Pese a que la versión 'animal' del síndrome de Capgras es una rareza, los científicos Ryan Darby y David Caplan analizaron el caso un paciente de 71 años, que padecía de alcoholismo, así como de múltiples lesiones recibidas practicando hócquey y de trastorno bipolar. Cuando comenzaron a desarrollarse sus ideas paranoides, el hombre comenzó a dejarle a su mujer notas en las que le informaba que su casa estaba bajo vigilancia. Asimismo, decidió que el FBI había reemplazado a su gato por un doble, que también lo vigilaba.

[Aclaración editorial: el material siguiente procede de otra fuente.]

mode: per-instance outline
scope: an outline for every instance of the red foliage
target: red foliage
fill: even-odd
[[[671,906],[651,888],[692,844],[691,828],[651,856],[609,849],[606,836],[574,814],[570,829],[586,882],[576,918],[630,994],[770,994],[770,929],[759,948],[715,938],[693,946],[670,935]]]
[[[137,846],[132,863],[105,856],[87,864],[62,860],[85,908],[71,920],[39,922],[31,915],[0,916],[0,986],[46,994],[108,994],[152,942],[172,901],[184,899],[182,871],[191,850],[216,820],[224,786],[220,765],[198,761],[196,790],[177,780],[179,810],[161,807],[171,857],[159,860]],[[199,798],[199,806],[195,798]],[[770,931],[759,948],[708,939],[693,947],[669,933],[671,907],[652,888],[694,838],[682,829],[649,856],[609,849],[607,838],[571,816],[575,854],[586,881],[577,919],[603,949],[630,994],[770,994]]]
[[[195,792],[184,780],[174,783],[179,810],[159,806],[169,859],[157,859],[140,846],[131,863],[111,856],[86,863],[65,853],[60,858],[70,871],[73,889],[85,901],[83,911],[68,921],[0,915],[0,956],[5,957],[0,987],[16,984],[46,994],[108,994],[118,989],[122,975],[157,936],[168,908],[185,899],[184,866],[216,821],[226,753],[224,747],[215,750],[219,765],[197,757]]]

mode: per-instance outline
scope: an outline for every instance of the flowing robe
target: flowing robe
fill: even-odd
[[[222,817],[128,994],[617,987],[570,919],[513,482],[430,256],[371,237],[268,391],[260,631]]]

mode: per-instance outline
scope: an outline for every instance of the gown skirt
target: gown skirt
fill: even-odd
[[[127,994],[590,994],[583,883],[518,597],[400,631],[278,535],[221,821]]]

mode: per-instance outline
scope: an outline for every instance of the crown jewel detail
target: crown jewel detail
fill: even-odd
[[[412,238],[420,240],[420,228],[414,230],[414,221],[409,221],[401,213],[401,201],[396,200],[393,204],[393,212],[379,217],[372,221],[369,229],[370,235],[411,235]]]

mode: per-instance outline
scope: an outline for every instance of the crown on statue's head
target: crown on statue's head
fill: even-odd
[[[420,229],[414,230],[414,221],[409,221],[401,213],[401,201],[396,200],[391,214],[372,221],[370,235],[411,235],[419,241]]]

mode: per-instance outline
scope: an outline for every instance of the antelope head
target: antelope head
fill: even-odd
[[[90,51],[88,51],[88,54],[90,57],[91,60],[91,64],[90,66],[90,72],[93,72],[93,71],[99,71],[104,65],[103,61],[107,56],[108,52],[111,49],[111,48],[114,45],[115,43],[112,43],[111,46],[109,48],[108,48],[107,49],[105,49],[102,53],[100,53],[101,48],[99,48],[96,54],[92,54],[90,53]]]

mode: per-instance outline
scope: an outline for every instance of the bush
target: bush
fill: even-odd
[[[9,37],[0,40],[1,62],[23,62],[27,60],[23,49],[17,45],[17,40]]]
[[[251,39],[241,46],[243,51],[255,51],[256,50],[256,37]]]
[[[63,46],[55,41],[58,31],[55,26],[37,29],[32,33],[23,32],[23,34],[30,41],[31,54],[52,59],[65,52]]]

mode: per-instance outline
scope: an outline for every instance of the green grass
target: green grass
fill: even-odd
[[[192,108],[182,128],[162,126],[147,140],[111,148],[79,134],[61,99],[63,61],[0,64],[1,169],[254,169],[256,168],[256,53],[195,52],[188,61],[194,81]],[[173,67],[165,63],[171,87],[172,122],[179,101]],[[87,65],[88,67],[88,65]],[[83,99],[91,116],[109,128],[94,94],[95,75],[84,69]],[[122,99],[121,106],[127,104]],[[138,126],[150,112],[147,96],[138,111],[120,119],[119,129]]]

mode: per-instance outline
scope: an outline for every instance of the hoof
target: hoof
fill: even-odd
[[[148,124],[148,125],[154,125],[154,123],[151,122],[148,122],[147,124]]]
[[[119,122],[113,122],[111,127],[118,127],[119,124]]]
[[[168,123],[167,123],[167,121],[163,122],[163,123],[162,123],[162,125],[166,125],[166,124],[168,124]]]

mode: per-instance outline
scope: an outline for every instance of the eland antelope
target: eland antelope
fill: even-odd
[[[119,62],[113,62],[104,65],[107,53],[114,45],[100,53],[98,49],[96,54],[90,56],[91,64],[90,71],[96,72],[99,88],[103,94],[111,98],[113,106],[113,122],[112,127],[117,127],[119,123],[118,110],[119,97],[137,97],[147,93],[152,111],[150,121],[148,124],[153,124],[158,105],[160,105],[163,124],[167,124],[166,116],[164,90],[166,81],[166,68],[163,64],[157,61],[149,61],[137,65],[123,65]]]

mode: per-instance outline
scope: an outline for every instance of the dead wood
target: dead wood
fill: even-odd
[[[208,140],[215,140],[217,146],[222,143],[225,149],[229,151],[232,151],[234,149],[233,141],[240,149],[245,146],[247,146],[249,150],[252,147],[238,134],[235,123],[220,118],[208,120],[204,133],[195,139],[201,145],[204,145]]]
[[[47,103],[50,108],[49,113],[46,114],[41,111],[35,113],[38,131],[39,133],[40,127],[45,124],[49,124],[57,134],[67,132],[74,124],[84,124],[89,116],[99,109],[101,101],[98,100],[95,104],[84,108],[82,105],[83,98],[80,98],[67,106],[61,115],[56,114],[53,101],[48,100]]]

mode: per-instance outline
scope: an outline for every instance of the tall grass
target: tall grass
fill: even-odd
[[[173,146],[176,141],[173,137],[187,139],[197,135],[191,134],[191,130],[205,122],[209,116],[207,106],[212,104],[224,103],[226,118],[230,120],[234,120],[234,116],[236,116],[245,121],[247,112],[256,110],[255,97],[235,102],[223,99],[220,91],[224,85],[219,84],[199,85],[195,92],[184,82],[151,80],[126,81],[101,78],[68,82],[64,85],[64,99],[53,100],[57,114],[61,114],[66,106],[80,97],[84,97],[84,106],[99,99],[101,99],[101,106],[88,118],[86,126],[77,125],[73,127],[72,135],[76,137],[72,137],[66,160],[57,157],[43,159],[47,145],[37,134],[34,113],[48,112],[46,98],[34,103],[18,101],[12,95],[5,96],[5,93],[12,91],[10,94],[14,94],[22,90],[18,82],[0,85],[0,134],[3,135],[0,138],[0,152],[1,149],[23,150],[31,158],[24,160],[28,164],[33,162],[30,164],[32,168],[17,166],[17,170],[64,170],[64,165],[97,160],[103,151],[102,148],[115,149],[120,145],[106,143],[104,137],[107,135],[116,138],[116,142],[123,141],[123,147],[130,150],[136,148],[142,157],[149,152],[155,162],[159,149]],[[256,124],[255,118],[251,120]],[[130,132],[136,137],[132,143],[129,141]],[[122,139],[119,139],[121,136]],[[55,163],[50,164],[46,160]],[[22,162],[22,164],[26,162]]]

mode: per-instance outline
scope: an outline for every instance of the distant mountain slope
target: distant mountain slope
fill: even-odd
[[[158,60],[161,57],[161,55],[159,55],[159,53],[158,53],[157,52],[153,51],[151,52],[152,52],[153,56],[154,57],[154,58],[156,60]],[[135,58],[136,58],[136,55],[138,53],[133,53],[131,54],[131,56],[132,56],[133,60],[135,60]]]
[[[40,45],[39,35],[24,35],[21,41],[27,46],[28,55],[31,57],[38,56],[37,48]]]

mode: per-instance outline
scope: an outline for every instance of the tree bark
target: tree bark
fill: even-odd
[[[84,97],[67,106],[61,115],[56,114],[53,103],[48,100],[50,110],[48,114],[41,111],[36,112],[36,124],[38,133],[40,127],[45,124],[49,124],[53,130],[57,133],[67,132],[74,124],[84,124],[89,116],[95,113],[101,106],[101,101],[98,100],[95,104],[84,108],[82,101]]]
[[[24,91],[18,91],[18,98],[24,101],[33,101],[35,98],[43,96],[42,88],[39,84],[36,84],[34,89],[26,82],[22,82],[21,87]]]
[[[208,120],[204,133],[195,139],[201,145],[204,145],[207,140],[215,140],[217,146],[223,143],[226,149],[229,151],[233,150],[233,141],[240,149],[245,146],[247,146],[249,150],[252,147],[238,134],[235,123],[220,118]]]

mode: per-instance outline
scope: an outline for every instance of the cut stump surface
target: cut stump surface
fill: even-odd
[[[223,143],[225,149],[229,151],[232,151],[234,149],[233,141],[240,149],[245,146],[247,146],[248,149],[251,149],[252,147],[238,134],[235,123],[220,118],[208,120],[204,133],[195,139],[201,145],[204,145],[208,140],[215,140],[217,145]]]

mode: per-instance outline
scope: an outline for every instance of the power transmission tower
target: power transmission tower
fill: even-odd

A menudo, al síndrome Capgras lo asocian con el fallo del reconocimiento facial. Sin embrago, en el caso de los gatos no se trata del reconocimiento facial, lo que sugiere que el así llamado 'Cat-gras' tiene un carácter más amplio. Según los investigadores, estos fallos pueden ser causados por una falta de coincidencia entre la percepción y el funcionamiento de la memoria. En este caso, un paciente no puede 'encontrar' un objeto en su experiencia pasada y lo identifica erróneamente.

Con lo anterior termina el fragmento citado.